Chapitre 451/51488%~8 min de lecture1 405 mots

Qu'est-ce que cela voulait dire ?

Au début, Su Bai n'avait pas bien compris pourquoi Xia Lin insistait pour qu'il enfile ces manches. Était-ce quelque fétiche esthétique bien à elle ?

Un peu comme certaines filles qui adorent voir un homme en belle cravate.

Ou comme les chaussettes blanches d'un étudiant en sport... bref, c'est un autre territoire mystérieux.

Ce ne fut qu'après les avoir mises que Su Bai comprit soudain : les manches claires mettaient ses muscles en valeur. C'était précisément ce genre d'ambiance que Xia Lin devait aimer.

« La directrice Xia sait vraiment se faire plaisir », plaisanta Su Bai. « Heureusement que je ne suis pas ton homme entretenu, sinon je finirais probablement habillé et posé comme une poupée tous les jours. »

« On dirait bien que tu y prends pas mal de goût, toi, à l'entendre ! » lança Xia Lin, mi-agaçé, mi-amusé.

« C'est vrai. Après tout, mes parents sont partis trop tôt. Très peu de gens se sont jamais souciés de moi avec une telle attention méticuleuse, sans parler du regard d'une femme plus âgée. »

Su Bai devint inhabituellement sérieux, plantant son regard droit dans les yeux de Xia Lin, ce qui la fit rougir.

Ce gars...

Xia Lin ressentit soudain une pointe de peine au cœur.

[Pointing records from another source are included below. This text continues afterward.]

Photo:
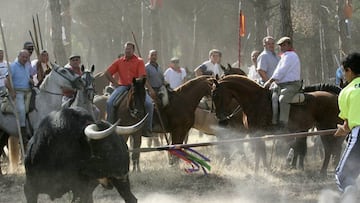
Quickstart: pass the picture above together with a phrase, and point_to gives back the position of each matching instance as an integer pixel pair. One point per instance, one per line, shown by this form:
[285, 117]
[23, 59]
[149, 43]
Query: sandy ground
[235, 182]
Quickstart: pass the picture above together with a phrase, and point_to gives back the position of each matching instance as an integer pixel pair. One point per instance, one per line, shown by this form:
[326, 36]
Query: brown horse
[319, 110]
[131, 110]
[178, 115]
[100, 82]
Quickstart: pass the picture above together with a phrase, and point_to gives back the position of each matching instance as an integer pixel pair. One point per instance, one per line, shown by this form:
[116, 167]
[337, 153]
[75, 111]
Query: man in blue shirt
[22, 82]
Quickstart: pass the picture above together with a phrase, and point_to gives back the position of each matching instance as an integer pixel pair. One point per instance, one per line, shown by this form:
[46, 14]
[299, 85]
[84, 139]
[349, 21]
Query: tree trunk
[285, 18]
[66, 17]
[261, 12]
[156, 32]
[344, 41]
[56, 37]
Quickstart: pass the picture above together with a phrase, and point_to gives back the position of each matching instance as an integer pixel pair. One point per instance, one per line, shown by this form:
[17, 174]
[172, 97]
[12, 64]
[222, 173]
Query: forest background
[324, 31]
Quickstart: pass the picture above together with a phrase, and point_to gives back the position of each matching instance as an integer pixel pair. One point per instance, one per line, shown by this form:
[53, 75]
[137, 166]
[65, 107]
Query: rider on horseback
[287, 77]
[128, 67]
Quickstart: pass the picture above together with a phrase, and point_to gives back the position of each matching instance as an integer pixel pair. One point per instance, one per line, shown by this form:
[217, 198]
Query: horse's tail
[323, 87]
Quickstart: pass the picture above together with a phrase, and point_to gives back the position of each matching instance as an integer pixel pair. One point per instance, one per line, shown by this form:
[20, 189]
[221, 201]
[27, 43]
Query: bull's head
[93, 132]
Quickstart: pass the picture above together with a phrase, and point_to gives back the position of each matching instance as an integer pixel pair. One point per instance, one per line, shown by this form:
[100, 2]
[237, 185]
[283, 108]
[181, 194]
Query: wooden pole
[10, 98]
[40, 36]
[239, 36]
[36, 42]
[252, 139]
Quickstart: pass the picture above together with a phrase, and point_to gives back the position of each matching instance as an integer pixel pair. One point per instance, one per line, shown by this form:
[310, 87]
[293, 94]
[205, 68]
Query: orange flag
[242, 24]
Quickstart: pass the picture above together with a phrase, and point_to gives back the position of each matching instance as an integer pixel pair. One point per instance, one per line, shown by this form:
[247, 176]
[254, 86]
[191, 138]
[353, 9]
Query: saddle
[119, 98]
[163, 95]
[6, 106]
[298, 98]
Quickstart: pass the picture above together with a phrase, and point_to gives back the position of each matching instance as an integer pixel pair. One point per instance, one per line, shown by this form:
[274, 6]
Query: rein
[53, 93]
[72, 82]
[236, 111]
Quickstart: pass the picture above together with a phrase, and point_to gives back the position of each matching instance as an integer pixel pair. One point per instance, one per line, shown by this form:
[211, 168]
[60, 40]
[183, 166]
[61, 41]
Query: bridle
[89, 85]
[221, 111]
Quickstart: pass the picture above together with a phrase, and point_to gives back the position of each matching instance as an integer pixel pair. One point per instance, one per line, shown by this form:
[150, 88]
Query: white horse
[85, 96]
[48, 99]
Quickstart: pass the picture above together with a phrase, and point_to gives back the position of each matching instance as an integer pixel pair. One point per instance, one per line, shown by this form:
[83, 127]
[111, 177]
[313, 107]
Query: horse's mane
[99, 74]
[323, 87]
[190, 83]
[241, 78]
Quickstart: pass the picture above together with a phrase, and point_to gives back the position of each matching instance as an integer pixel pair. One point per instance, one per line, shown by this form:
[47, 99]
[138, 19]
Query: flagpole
[239, 36]
[9, 97]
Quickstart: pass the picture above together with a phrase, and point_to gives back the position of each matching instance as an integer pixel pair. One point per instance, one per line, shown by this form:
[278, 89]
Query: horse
[47, 100]
[85, 96]
[100, 82]
[130, 110]
[319, 110]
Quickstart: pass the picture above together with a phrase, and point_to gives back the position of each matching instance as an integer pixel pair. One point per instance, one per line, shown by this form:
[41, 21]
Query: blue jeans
[149, 107]
[110, 102]
[348, 168]
[20, 106]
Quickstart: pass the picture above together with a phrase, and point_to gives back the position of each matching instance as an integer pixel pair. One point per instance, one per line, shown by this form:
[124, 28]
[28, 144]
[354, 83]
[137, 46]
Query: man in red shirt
[74, 64]
[127, 67]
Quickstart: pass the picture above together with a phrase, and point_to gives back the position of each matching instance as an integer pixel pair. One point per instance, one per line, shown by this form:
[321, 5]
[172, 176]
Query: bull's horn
[92, 131]
[127, 130]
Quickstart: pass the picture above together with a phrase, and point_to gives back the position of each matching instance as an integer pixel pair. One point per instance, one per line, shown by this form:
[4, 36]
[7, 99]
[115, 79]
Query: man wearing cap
[175, 75]
[267, 60]
[287, 77]
[22, 82]
[127, 67]
[74, 65]
[42, 67]
[211, 66]
[29, 46]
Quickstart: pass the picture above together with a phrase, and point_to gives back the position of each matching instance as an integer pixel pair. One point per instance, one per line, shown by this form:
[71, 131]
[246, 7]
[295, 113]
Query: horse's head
[88, 80]
[232, 71]
[221, 98]
[62, 78]
[136, 97]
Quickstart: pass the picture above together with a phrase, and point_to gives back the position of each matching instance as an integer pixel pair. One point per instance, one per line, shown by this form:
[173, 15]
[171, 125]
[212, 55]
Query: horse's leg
[260, 152]
[263, 153]
[123, 187]
[325, 162]
[14, 155]
[301, 148]
[3, 141]
[135, 156]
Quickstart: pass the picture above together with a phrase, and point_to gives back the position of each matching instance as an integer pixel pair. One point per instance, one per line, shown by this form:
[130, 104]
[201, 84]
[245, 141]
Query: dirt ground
[235, 182]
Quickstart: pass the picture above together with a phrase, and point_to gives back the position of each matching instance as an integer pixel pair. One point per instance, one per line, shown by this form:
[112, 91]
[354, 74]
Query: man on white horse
[22, 81]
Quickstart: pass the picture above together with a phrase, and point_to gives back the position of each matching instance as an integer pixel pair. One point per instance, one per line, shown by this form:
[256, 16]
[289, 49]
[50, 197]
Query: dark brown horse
[319, 110]
[131, 110]
[100, 82]
[178, 116]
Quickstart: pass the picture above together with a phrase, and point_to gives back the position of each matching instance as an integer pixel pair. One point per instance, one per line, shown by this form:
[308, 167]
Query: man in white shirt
[267, 60]
[175, 75]
[3, 71]
[211, 66]
[287, 77]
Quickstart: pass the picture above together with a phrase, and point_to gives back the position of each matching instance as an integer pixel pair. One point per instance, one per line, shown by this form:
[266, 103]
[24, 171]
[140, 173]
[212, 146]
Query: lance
[36, 42]
[38, 23]
[240, 140]
[9, 97]
[156, 106]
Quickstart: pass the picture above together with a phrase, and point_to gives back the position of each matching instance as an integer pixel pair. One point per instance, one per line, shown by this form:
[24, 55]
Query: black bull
[60, 158]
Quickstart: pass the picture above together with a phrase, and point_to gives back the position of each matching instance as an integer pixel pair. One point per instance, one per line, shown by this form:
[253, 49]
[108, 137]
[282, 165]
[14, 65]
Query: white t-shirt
[253, 74]
[174, 78]
[288, 68]
[3, 73]
[214, 68]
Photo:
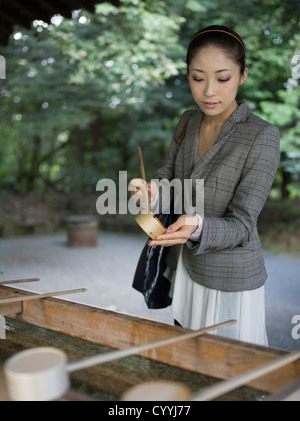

Elle se dit que quelqu'un comme elle, qui avait grandi dans une famille normale et heureuse, aurait du mal à comprendre vraiment l'état d'esprit d'un gamin comme Su Bai.

La raison pour laquelle Su Bai était plus mûr que ses pairs, et possédait cette attitude insouciante, sans lendemain, était probablement née de la nécessité, d'une certaine façon.

Une fois les courses terminées, il fallut choisir un hôtel.

Réserver une chambre sur un coup de tête comme ça coûtait généralement plus cher qu'une réservation à l'avance.

Bien sûr, ni Su Bai ni Xia Lin ne se souciaient vraiment de ça.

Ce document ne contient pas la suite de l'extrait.